From an external point of view, bosses and clients can also have an impact on the inconsistency of creative professionals.
As an example, a designer has submitted a sleek and elegant visual draft, but since the bosses or clients have um, cheap taste – like what’s shown in the majority of political ads – the end result must be revised to match the clients’ or bosses’ desire.
On the flipside, when the designer has no ideas, but the clients have a minimalist yet an eye-catching concept, the end result could be more remarkable than his/her other works with the other clients.
With all those challenges, what are the most striking difference between a creative professional that has a ton of experience and another who is just starting out, especially when there are inconsistency and subjectivity factors that have a big impact?
To be honest, I could be wrong on this one, but from my experience writing and working closely with graphic designers, an experienced creative professional usually can come up with more unique ideas more quickly than those who are just starting out.
The skills and techniques will also differ much between them since experience is always influential towards all our life skills.
To illustrate, I like to think of a creative professional as a chef. A junior chef might only know that fish could be just cooked by grilling.
Meanwhile, a senior chef knows better that there are many other ways or even dares to try other new cooking methods in order to serve unique dishes that have never existed before.
Lastly, because they have met and worked together with more clients, experienced creative professionals are more likely better in understanding their clients’ requests because they have dealt with various kinds of clients and requests ranging from weird to impossible, to clients that are very fun to work with and able to understand the creative process.
So, for those of you who are just starting out, or would like to start a career as a creative professional, you might probably continue to face these five challenges while working in this field.
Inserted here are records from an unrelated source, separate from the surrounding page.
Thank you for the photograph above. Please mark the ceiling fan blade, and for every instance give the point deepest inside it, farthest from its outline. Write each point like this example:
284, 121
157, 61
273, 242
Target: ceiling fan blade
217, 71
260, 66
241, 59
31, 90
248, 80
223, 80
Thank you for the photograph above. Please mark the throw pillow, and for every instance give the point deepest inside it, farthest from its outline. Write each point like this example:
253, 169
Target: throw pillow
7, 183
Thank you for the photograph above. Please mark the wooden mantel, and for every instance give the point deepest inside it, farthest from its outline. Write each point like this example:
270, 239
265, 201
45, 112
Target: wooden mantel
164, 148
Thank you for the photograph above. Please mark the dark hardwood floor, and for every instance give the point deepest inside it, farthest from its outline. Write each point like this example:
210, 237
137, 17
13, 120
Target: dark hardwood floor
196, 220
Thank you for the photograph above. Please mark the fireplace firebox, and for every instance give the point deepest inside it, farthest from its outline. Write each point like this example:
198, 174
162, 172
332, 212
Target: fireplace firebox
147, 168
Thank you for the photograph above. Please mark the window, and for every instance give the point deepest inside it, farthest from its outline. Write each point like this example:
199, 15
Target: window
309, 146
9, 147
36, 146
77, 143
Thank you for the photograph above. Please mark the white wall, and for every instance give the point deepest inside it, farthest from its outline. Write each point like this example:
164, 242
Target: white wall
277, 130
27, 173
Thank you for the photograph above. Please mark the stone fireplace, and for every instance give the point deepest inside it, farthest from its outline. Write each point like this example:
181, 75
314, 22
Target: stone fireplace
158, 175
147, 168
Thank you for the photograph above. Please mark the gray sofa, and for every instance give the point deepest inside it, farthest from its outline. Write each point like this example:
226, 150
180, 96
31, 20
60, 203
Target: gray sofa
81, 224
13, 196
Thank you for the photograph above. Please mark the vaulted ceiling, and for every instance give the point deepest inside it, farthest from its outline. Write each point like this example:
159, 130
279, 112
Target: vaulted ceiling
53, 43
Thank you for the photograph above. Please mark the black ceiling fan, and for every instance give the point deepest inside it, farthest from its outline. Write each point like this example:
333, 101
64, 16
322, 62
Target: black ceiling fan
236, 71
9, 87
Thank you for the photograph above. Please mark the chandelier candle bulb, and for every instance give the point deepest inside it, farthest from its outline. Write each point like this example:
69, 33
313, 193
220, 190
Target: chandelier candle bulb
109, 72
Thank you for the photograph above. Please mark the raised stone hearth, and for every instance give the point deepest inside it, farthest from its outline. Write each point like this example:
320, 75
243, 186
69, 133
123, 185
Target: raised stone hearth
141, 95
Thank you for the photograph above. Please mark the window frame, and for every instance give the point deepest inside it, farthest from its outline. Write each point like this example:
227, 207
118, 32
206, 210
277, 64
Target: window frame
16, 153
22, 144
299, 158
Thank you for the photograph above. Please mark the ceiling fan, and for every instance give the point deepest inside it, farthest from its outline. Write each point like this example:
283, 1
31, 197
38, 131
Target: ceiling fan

However, keep sharpening your skills and improving your experience – I believe one day you would undergo a drastic change regarding the way you’d think creatively.
At the end of the day, I know very well that when compared to business or technical professionals, creative professionals oftentimes are the most underestimated as well as underpaid, LOL (which itself can be another challenge), yet I love creative work since there are no other professions that are as dynamic in expressing logic and tastes so harmoniously.